Finding the Matrix of a linear map $T$. Let $T\colon \mathcal M_{22}(\Bbb R) \to \mathcal M_{22}(\Bbb R)$  be  defined by:
$
T\left(\begin{bmatrix} 
a & b\\
c & d
\end{bmatrix}\right) = \begin{bmatrix} 2c & a+ c\\
b-2c & d\\
\end{bmatrix}
$
a) Find the eigenvalues of $T$.
Sort of stuck on this. Is there a standard basis $\mathcal B$ that I can use to find $[T]_{\mathcal B}$? I've really never dealt with this sort of problem. Any sort of hints or help? :O
 A: The canonical basis is $$\left\{\begin{pmatrix}1&0\\0&0\end{pmatrix}\;\begin{pmatrix} 0&1\\0&0\end{pmatrix}\;\begin{pmatrix} 0&0\\1&0\end{pmatrix}\;\begin{pmatrix} 0&0\\0&1\end{pmatrix}\right\}$$
In general, the canonical basis for the space $\Bbb R^{n\times m}={\bf M}_{n\times m}(\Bbb R)$ is the set of $n\cdot m$ matrices $\{E^{\ell k}:1\leq \ell\leq n,1\leq k\leq m\}$, defined by $$(E^{\ell k})_{ij}=\delta_{\ell i}\delta_{kj}$$ where $$\delta_{ab}=\begin{cases} 1&a=b\cr 0&\text{ otherwise }\end{cases}$$
that is, the matrix with a $1$ at the entry $(\ell,k)$ and $0$ elsewhere. As you're being suggested, maybe you feel more comfortable working in $\Bbb R^4$ where we can think of your transformation as $$(a,b,c,d)\mapsto (2c,a+c,b-2c,d)$$ under the canonical basis $\{(1,0,0,0),(0,1,0,0),(0,0,1,0),(0,0,0,1)\}$. Then you can roll it back to $\Bbb R^{2\times 2}$.
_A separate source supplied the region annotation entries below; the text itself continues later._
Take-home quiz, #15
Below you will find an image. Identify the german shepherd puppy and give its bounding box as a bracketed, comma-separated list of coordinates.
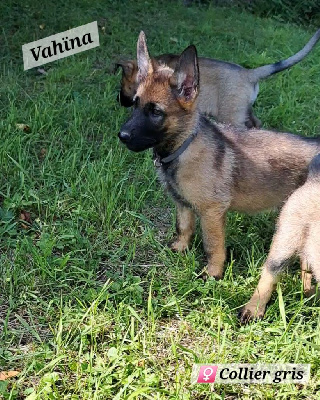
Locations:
[116, 29, 320, 128]
[118, 32, 320, 290]
[241, 154, 320, 322]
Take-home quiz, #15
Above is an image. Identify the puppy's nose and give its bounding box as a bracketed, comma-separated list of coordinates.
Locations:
[118, 131, 131, 143]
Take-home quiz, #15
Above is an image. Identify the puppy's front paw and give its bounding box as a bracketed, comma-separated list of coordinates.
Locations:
[200, 266, 223, 281]
[238, 303, 265, 325]
[169, 239, 188, 253]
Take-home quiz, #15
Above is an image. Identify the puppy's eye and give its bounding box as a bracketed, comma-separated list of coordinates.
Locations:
[133, 96, 140, 108]
[151, 107, 163, 117]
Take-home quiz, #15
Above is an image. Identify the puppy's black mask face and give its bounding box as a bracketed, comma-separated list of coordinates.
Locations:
[118, 98, 166, 152]
[117, 90, 134, 107]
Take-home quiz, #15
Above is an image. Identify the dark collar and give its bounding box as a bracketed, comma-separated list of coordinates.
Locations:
[153, 130, 198, 168]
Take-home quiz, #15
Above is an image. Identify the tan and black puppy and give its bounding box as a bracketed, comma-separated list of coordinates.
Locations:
[240, 154, 320, 322]
[119, 32, 320, 284]
[116, 29, 320, 128]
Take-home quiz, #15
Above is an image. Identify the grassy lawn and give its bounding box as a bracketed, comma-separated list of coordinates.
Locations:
[0, 0, 320, 400]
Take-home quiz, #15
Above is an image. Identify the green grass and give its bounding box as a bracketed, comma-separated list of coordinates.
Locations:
[0, 0, 320, 400]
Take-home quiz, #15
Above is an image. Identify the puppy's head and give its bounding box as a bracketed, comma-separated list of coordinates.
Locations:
[115, 60, 138, 107]
[119, 32, 199, 151]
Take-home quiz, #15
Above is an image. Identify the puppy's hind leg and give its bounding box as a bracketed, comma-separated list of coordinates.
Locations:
[170, 203, 196, 252]
[300, 255, 320, 297]
[301, 222, 320, 297]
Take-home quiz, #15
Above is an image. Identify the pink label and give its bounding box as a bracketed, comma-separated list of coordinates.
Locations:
[197, 365, 218, 383]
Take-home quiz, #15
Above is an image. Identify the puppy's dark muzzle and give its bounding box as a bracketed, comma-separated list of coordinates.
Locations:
[117, 92, 133, 107]
[118, 131, 131, 143]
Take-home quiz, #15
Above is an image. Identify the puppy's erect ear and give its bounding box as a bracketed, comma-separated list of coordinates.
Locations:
[114, 60, 136, 78]
[170, 45, 199, 106]
[137, 31, 153, 82]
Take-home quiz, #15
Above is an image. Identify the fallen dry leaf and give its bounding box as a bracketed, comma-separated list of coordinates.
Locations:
[16, 124, 31, 132]
[0, 371, 20, 381]
[39, 147, 47, 159]
[37, 68, 48, 75]
[20, 210, 32, 229]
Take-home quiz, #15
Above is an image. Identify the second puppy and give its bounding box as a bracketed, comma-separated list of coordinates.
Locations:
[116, 29, 320, 128]
[240, 154, 320, 322]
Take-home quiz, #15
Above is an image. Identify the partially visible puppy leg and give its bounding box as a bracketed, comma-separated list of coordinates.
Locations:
[300, 256, 315, 297]
[239, 260, 282, 323]
[301, 221, 320, 296]
[246, 106, 262, 129]
[170, 203, 196, 251]
[239, 220, 301, 323]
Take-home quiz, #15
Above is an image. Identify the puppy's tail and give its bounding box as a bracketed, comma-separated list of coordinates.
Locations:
[308, 154, 320, 182]
[250, 29, 320, 82]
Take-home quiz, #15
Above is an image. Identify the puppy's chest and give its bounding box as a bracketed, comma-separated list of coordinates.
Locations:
[157, 166, 193, 208]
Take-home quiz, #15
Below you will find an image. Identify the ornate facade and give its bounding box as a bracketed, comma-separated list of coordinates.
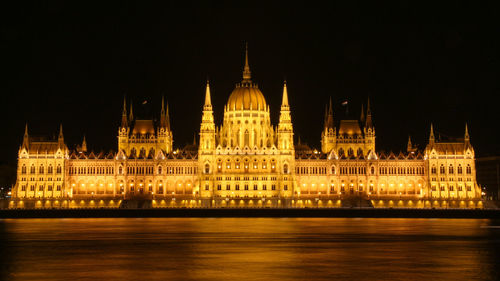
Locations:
[11, 48, 482, 208]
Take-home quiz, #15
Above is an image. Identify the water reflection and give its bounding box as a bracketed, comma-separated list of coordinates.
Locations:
[0, 218, 500, 280]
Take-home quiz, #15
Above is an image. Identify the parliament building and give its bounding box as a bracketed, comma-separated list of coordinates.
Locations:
[10, 48, 482, 208]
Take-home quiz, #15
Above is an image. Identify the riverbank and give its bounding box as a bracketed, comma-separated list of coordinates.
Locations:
[0, 208, 500, 219]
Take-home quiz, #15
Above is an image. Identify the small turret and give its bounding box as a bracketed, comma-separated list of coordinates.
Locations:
[429, 123, 436, 144]
[57, 124, 64, 147]
[242, 43, 252, 83]
[22, 123, 29, 149]
[464, 123, 470, 142]
[128, 100, 134, 125]
[121, 97, 128, 128]
[365, 98, 373, 128]
[359, 104, 365, 125]
[82, 135, 87, 152]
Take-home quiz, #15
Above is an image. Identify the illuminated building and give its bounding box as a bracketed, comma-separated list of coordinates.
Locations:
[11, 47, 482, 208]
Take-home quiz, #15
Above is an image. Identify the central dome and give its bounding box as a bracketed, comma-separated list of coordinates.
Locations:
[227, 83, 266, 111]
[227, 46, 266, 111]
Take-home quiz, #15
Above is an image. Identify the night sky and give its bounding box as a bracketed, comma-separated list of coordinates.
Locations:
[0, 1, 500, 165]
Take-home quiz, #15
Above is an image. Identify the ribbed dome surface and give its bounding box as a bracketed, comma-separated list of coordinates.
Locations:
[227, 83, 266, 111]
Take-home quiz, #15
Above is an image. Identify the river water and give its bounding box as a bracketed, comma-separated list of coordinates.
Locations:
[0, 218, 500, 281]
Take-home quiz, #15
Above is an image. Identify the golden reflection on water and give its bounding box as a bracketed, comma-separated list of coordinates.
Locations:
[0, 218, 500, 280]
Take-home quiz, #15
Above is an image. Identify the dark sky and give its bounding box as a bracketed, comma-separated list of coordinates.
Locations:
[0, 1, 500, 163]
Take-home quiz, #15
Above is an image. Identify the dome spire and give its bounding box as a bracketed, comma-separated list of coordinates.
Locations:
[243, 43, 252, 82]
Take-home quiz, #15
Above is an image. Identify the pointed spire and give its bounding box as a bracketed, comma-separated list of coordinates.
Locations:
[82, 135, 87, 152]
[23, 123, 29, 148]
[243, 43, 252, 82]
[326, 97, 334, 129]
[359, 104, 365, 124]
[160, 95, 165, 116]
[464, 123, 470, 141]
[323, 104, 328, 128]
[281, 80, 289, 107]
[165, 101, 170, 131]
[57, 124, 64, 146]
[365, 98, 373, 128]
[429, 123, 435, 143]
[122, 97, 128, 128]
[204, 79, 212, 107]
[366, 97, 372, 116]
[128, 100, 134, 123]
[160, 95, 167, 128]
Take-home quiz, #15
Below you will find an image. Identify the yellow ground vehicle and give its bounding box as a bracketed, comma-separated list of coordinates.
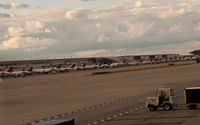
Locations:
[146, 88, 175, 111]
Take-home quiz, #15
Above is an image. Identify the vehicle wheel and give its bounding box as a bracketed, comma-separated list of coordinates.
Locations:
[163, 104, 172, 111]
[148, 106, 158, 111]
[188, 105, 197, 110]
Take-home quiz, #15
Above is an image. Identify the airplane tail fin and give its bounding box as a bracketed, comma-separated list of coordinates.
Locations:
[7, 67, 13, 72]
[56, 64, 61, 68]
[81, 63, 86, 68]
[28, 67, 33, 72]
[70, 64, 75, 68]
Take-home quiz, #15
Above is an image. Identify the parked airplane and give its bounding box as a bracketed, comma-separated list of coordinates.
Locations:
[1, 67, 25, 77]
[32, 67, 56, 74]
[55, 64, 68, 72]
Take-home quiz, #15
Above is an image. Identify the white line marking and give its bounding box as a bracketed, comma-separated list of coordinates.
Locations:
[100, 119, 105, 122]
[93, 122, 98, 125]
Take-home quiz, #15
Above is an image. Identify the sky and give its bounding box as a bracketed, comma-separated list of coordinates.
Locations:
[0, 0, 200, 61]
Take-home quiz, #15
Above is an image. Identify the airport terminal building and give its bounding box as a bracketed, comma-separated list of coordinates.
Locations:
[0, 54, 180, 67]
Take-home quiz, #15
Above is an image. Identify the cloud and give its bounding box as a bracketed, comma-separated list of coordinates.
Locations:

A: There's an isomorphism between $\mathcal{M}_{22}$ and the vector space of $4$-tuples that simply unfolds a matrix. Then you can use the same standard basis you're used to, which simply corresponds to the matrices with a single nonzero entry set to $1$.